The lingering effects of the COVID-19 pandemic likely to extend well into the new year combined with slower asset growth, continued pricing pressure and the urgent need for technology upgrades are creating a challenging environment for money managers.
"All of the macro issues affecting the global investment management industry fall into one bucket — maturation," said Kevin P. Quirk, principal, of Stamford, Conn.-based Casey Quirk, a practice of Deloitte Consulting LLP.

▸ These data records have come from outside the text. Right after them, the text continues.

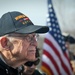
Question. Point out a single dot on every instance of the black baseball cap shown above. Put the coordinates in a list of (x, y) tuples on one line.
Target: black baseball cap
[(17, 22)]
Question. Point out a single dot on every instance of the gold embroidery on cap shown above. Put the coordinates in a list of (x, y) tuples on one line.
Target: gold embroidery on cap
[(20, 16)]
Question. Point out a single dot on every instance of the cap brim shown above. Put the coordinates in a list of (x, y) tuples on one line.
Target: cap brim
[(33, 29)]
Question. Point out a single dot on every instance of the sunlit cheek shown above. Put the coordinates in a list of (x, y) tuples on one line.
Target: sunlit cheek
[(31, 56)]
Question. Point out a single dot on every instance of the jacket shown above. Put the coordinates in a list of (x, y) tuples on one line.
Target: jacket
[(7, 70)]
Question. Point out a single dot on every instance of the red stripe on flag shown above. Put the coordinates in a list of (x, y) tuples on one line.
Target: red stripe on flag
[(58, 54), (53, 61)]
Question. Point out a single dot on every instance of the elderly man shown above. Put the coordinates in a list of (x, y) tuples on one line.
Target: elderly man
[(17, 42)]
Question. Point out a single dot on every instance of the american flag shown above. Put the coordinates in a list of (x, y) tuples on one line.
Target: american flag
[(55, 60)]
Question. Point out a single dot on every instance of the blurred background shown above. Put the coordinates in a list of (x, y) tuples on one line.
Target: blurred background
[(36, 10)]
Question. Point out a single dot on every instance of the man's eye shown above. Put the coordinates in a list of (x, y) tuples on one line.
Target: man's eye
[(15, 42)]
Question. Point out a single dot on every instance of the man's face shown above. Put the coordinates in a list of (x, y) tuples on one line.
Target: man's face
[(24, 46)]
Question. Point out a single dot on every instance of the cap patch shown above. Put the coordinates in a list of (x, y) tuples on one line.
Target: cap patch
[(20, 16)]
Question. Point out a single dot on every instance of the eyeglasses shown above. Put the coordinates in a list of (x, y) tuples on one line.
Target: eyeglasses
[(30, 63), (27, 37)]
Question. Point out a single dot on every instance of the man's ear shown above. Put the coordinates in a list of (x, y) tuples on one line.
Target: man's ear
[(3, 42)]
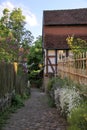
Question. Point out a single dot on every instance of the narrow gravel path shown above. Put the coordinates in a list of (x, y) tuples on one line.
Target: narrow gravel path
[(36, 115)]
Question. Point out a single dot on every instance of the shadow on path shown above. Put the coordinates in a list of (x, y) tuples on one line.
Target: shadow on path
[(36, 115)]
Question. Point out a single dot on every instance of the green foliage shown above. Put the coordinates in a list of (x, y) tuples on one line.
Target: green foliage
[(51, 102), (77, 45), (35, 60), (78, 118), (50, 84)]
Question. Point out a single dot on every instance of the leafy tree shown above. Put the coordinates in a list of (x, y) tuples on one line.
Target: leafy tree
[(13, 34)]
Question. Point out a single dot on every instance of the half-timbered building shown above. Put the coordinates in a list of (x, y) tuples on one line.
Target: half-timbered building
[(57, 26)]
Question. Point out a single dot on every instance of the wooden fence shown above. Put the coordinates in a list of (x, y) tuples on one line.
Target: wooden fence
[(74, 69), (11, 82)]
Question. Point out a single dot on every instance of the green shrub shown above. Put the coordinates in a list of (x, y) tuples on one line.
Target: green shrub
[(78, 118)]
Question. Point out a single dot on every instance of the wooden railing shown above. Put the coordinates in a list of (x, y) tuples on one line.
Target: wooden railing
[(74, 69)]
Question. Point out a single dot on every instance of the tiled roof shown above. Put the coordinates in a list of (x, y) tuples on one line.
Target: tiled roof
[(65, 17), (58, 41)]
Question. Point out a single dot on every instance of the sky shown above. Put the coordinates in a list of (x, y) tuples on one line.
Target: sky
[(33, 10)]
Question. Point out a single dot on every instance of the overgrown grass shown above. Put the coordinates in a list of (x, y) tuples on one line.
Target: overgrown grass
[(51, 102), (17, 103)]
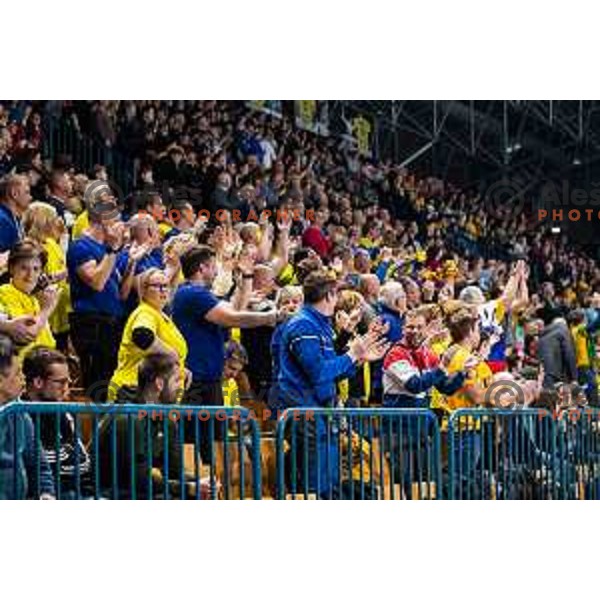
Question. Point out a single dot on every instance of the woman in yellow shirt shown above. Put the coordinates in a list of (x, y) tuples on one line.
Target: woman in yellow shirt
[(464, 330), (42, 224), (20, 297), (147, 331)]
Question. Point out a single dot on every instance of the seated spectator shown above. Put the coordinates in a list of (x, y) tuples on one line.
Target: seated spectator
[(315, 237), (19, 449), (47, 380), (60, 189), (21, 297), (148, 331), (461, 357), (42, 224), (97, 290), (411, 370), (236, 359), (159, 382)]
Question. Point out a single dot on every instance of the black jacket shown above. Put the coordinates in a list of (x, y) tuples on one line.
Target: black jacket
[(557, 354)]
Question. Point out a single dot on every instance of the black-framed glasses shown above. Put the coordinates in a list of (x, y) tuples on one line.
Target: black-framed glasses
[(163, 287)]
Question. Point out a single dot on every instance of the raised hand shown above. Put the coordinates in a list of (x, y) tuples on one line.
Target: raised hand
[(48, 298), (137, 251)]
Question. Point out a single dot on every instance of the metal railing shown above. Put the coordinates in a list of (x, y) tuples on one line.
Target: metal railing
[(77, 451), (358, 453), (138, 451)]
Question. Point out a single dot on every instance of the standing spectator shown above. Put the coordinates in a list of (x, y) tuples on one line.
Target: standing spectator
[(148, 331), (202, 318), (555, 349), (14, 200), (42, 224), (309, 368), (17, 298), (96, 294)]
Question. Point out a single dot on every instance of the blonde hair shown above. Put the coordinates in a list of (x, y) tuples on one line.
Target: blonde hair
[(40, 221), (288, 292), (144, 278), (348, 301)]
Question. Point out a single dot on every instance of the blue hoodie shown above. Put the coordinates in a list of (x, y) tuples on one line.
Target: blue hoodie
[(19, 456)]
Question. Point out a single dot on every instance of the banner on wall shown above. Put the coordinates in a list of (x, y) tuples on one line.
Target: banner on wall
[(269, 107), (312, 115)]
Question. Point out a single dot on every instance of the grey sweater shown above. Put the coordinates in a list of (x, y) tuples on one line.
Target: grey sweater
[(557, 354)]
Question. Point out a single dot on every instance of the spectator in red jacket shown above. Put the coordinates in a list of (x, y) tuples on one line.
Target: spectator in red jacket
[(315, 237)]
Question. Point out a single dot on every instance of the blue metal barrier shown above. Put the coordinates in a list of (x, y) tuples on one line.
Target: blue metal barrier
[(502, 454), (358, 453), (134, 451), (578, 445)]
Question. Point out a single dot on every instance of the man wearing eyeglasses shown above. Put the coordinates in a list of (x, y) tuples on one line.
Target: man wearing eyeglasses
[(19, 450), (47, 380)]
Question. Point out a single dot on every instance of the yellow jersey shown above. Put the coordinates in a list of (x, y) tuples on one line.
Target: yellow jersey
[(131, 355), (82, 222), (581, 343), (15, 303), (482, 378), (56, 263)]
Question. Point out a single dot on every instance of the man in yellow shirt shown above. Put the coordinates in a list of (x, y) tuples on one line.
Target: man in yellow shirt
[(464, 328), (580, 331), (17, 299)]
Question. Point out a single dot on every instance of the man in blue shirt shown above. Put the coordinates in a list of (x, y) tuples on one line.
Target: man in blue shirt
[(308, 373), (203, 318), (15, 197), (391, 309), (96, 295)]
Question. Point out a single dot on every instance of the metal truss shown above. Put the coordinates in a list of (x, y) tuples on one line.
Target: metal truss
[(470, 140)]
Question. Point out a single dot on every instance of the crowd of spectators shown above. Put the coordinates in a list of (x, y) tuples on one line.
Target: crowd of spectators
[(244, 237)]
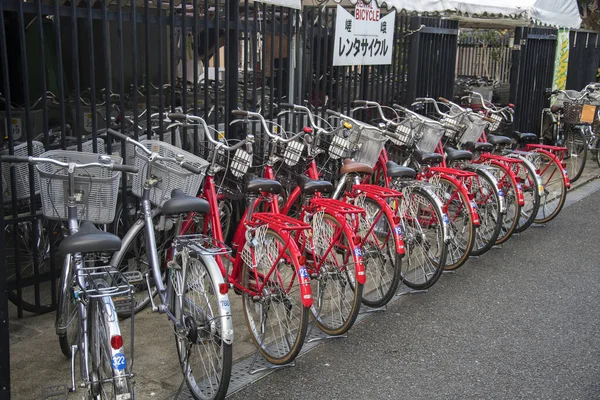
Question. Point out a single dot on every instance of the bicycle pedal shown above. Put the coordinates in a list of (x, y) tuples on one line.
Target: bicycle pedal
[(133, 277), (123, 304), (55, 392)]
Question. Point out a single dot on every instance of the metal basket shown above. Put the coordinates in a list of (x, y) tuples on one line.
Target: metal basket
[(430, 137), (88, 147), (406, 130), (474, 128), (36, 123), (21, 172), (170, 175), (370, 143), (96, 188)]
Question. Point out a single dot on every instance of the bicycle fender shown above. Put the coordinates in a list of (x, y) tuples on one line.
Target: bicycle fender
[(223, 299), (396, 227), (538, 178), (484, 169)]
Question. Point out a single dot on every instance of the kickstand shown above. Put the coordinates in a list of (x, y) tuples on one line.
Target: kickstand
[(268, 366), (411, 292)]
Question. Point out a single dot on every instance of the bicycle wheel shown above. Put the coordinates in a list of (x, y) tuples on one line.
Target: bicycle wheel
[(135, 258), (204, 357), (108, 372), (382, 262), (425, 249), (528, 179), (275, 316), (460, 223), (488, 207), (336, 291), (576, 152), (553, 198), (510, 219)]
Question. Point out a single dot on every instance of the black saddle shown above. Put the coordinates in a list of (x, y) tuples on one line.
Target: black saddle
[(458, 155), (479, 147), (428, 158), (258, 185), (311, 186), (525, 138), (90, 239), (182, 203), (397, 171), (498, 140)]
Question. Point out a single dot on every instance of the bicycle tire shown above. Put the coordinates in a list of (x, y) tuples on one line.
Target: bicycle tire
[(276, 350), (488, 209), (202, 314), (105, 381), (456, 205), (510, 219), (555, 190), (336, 292), (422, 219), (382, 262), (576, 152), (531, 194)]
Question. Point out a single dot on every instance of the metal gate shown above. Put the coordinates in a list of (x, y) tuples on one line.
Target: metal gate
[(584, 59), (432, 58), (531, 74)]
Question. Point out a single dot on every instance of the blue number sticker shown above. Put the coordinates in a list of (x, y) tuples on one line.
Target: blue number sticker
[(119, 361), (304, 273)]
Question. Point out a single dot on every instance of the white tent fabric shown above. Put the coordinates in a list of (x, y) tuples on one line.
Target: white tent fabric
[(561, 13)]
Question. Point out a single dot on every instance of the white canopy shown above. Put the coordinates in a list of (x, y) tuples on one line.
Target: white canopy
[(561, 13)]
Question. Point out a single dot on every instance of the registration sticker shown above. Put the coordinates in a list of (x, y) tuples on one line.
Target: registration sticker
[(119, 361)]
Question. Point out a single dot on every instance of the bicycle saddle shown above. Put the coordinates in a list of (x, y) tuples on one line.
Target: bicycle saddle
[(180, 203), (479, 147), (312, 186), (258, 185), (355, 167), (397, 171), (526, 137), (498, 140), (90, 239), (458, 155), (427, 158)]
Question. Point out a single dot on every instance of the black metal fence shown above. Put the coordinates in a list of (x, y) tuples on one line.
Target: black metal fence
[(531, 74), (584, 59), (484, 53)]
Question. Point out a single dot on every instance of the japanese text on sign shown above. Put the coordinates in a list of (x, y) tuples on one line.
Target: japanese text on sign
[(363, 39)]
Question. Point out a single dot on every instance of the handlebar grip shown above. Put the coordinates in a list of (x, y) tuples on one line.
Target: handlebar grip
[(116, 134), (239, 113), (126, 168), (14, 159), (177, 116), (190, 167)]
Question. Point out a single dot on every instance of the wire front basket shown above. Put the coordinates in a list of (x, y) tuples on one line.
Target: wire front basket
[(96, 188), (21, 172), (169, 175), (474, 128)]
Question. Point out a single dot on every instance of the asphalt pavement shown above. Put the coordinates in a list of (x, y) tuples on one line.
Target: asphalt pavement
[(521, 322)]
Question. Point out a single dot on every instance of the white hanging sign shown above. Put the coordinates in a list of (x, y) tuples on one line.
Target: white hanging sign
[(366, 38)]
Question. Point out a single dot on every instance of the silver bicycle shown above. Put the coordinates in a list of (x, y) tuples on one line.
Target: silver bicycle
[(75, 187)]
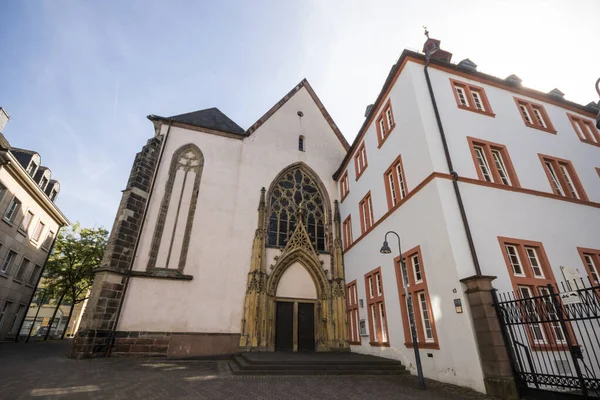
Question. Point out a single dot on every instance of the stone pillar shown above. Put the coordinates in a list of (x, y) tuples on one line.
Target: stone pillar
[(100, 315), (495, 363)]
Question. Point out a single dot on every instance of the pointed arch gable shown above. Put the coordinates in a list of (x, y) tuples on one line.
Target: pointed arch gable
[(188, 159), (271, 206)]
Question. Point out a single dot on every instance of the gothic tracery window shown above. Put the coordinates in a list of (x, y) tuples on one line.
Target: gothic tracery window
[(295, 189)]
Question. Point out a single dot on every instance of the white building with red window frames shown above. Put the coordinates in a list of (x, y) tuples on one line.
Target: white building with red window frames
[(480, 177)]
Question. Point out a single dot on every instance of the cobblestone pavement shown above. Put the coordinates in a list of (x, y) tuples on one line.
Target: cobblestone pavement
[(42, 371)]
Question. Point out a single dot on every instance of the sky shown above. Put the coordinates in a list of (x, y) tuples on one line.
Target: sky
[(78, 78)]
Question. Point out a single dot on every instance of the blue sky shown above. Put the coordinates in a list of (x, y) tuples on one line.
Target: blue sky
[(79, 77)]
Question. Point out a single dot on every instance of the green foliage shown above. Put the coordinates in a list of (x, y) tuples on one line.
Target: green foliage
[(70, 268)]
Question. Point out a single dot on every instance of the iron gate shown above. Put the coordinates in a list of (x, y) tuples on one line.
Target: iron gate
[(553, 338)]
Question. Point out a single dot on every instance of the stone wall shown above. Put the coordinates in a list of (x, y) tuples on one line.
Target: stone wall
[(98, 321)]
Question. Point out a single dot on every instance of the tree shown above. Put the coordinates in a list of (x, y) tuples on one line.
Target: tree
[(70, 268)]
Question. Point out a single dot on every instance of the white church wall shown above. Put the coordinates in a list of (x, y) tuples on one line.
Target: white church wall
[(296, 283), (226, 219)]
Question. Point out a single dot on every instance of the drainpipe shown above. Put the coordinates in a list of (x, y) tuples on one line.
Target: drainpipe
[(461, 206), (111, 338)]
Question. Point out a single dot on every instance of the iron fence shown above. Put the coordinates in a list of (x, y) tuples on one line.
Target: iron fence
[(553, 337)]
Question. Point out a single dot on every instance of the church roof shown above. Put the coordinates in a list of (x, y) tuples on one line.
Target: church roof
[(211, 118)]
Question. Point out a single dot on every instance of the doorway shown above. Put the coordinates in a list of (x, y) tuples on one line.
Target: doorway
[(295, 326)]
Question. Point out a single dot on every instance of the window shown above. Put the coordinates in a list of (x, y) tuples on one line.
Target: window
[(38, 231), (366, 213), (4, 311), (44, 182), (12, 209), (376, 308), (48, 242), (385, 123), (347, 232), (360, 160), (585, 129), (294, 188), (344, 186), (8, 261), (492, 162), (395, 183), (352, 311), (26, 221), (16, 319), (471, 97), (534, 115), (31, 168), (23, 267), (530, 280), (418, 301), (591, 261), (562, 178), (34, 275)]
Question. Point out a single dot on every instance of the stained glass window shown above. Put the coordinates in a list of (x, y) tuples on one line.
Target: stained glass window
[(296, 188)]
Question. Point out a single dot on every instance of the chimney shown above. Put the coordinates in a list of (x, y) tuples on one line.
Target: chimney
[(4, 117), (556, 93), (468, 65), (432, 47), (514, 80)]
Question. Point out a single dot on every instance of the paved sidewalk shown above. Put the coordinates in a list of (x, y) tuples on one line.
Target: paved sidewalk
[(42, 371)]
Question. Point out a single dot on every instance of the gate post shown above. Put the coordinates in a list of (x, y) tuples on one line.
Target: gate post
[(495, 362)]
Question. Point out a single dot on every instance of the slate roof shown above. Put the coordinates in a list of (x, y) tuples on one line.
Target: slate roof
[(23, 156), (211, 118)]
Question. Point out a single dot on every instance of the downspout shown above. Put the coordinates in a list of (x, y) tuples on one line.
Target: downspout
[(461, 206), (111, 338), (37, 283)]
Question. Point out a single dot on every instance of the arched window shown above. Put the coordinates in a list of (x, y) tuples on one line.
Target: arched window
[(293, 189), (171, 239)]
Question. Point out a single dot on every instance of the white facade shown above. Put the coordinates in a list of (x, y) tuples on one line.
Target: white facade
[(226, 219), (29, 222)]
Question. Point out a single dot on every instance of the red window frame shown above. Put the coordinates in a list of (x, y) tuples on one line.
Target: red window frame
[(531, 119), (558, 177), (344, 186), (352, 313), (360, 160), (537, 286), (347, 232), (383, 125), (378, 327), (415, 289), (366, 213), (585, 129), (594, 255), (396, 189), (496, 176), (470, 100)]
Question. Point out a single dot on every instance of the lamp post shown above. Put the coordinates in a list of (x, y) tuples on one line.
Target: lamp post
[(385, 249)]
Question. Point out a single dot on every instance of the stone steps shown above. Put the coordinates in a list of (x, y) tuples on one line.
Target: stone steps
[(249, 364)]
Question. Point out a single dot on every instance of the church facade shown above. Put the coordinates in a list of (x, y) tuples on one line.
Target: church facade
[(269, 238)]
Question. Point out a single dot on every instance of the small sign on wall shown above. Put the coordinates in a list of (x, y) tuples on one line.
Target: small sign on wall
[(458, 306)]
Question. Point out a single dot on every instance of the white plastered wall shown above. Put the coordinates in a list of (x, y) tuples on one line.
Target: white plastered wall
[(226, 219)]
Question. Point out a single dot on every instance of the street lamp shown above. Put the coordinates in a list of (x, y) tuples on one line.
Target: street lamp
[(385, 249)]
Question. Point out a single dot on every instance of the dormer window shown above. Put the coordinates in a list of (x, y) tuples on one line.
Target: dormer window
[(32, 168), (44, 182)]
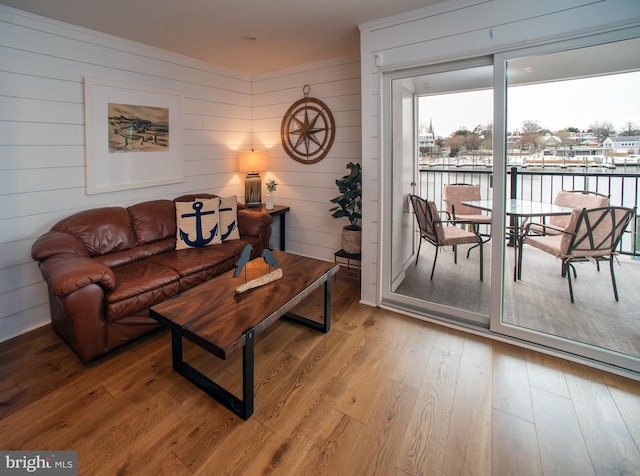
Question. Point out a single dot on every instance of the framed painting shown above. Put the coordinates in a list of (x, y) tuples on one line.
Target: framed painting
[(133, 136)]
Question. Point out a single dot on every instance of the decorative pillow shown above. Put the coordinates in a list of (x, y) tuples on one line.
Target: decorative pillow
[(197, 223), (229, 218)]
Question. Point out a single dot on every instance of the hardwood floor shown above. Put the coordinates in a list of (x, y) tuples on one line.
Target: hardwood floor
[(379, 394)]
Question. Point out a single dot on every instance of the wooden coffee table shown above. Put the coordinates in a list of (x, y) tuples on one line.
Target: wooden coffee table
[(212, 316)]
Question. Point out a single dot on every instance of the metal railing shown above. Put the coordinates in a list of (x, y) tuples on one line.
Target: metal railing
[(623, 188)]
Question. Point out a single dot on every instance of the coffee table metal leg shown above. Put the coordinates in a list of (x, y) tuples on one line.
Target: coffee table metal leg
[(324, 326), (243, 408)]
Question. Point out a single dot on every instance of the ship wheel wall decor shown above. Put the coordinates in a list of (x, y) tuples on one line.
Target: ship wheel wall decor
[(307, 130)]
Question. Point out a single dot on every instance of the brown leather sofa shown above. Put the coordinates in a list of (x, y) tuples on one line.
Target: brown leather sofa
[(106, 267)]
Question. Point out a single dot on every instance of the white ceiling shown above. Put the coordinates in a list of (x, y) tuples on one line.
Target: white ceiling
[(288, 32)]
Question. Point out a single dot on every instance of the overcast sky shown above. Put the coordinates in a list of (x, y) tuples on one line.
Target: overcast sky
[(555, 106)]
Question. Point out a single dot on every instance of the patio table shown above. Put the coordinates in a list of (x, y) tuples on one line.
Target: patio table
[(520, 212)]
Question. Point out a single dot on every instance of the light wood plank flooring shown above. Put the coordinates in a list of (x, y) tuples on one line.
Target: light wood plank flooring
[(379, 394)]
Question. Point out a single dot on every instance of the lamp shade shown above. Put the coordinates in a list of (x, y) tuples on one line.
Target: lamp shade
[(253, 161)]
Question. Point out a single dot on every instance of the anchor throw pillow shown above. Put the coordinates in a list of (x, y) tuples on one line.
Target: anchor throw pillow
[(198, 223), (229, 218)]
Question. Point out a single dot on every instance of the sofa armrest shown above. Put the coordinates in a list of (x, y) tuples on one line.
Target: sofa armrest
[(66, 273), (252, 223)]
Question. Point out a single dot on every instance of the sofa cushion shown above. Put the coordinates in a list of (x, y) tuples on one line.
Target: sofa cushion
[(229, 218), (139, 285), (197, 223), (102, 230), (193, 260), (153, 221)]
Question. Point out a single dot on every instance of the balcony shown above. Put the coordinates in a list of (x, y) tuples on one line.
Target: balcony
[(540, 301)]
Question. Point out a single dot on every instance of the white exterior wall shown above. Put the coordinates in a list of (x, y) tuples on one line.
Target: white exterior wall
[(451, 31)]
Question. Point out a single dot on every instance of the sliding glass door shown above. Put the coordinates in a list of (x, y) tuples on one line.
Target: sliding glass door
[(572, 125), (523, 125), (440, 119)]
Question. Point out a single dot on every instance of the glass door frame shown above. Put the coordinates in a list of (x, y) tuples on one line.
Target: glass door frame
[(388, 298), (570, 348), (493, 326)]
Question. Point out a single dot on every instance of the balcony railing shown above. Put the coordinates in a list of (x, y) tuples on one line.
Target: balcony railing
[(622, 187)]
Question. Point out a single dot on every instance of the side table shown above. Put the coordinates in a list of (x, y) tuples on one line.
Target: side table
[(353, 262), (278, 210)]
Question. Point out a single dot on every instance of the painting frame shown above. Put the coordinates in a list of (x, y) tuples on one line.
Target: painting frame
[(110, 168)]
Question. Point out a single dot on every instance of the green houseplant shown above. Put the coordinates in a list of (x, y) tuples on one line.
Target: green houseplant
[(349, 205)]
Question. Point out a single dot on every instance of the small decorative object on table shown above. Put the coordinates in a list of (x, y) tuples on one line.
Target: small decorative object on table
[(262, 280), (271, 187)]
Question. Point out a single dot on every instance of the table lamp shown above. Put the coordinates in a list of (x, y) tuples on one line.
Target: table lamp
[(252, 162)]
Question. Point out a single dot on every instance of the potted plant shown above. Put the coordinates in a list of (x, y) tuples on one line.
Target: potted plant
[(271, 187), (349, 204)]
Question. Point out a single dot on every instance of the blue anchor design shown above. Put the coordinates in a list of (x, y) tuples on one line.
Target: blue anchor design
[(200, 239)]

"The money management industry is experiencing classic maturation problems including slower organic growth that is mostly flat when capital market gains are excluded, fee pressure in most investment strategies, and an urgent need for technological advances for their businesses," Mr. Quirk said.
One of the biggest issues facing the industry is an oversupply of money management firms, Mr. Quirk said, noting that his firm believes "the business is massively oversupplied. An uptick in mergers and acquisitions will remove some of that oversupply," he said.
An exacerbating factor for money managers this year is asset owners' newly heightened impatience with problematic investment strategies, said Christopher M. Redmond, global head of manager research, Willis Towers Watson PLC, London.
"The time frame for patience with managers has gotten very short, especially for corporate defined benefit plans approaching buyouts. Tolerance for manager underperformance is very low," he said, adding that manager changes are on the rise.